Before his shift, he would descend the stairway to the locker room to change into his uniform. He would go to lunch, acquire rain gear or other equipment from the lower level during the day. At a minimum, he would traverse the stairs six times per day. The stairs were without defect and consisted of ten steps to a landing and an additional ten steps to ground level. At the time of the accident, he was returning to the lower level locker room, when his knee gave out after three steps, causing him to fall seven stairs to the landing below. He injured his back and right knee. A denial of the right knee injury was not presented to the appellate court.
The appellate court noted the two types of risks involved in this case: risk personal to the employee and neutral risk. The weak knee is a personal risk.
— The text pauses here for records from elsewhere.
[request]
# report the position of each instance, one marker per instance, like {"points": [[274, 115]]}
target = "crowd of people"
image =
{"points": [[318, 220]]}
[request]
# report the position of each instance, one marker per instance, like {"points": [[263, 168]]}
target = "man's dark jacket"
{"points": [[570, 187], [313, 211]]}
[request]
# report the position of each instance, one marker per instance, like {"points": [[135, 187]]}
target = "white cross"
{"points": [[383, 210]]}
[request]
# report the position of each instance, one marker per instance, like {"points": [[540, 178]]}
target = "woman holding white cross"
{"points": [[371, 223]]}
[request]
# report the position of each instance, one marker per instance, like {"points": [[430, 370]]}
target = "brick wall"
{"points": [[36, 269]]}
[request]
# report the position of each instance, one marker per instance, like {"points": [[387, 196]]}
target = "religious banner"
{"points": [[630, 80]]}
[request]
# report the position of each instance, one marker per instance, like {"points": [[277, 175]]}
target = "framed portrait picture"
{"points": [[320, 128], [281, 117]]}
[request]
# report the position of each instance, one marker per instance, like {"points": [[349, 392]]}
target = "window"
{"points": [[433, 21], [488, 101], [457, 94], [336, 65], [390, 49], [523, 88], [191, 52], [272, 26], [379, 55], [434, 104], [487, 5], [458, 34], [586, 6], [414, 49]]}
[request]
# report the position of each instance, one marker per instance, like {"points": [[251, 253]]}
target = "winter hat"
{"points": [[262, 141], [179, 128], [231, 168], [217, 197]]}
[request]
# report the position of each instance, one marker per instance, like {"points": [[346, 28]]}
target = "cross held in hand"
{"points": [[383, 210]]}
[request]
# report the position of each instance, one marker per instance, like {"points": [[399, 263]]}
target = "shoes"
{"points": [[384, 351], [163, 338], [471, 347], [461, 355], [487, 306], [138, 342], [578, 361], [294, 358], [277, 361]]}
The stairs are a neutral or common risk. The court found six times per day use was sufficient to expose the employee to a “common risk” more frequently than that to which the general public was exposed. The risk was increased on a quantitative basis because he was “continually forced to use the staircase” by his employer for his personal comfort and for work-related activities. The court also noted that the employer knew of the prior knee injury but placed him in a position of an increased risk based on a quantitative analysis. The risk was no longer neutral because of the frequency (repetitiveness) with which the claimant was required to traverse the stairs with his known weak knee.
This appears to create a new exception to the general rule of non-compensability for personal risk in an area of neutral risk where the employer has knowledge of the claimant’s pre-existing condition or weakness. Of course, this not only expands the compensability of fall down cases, but brings into question where (how many times per day) is the quantitative line drawn and what action should be taken when the employer has “knowledge” of the pre-existing condition or weakness. Apparently, judicial activism on the part of the appellate courts to expand compensability is alive and well.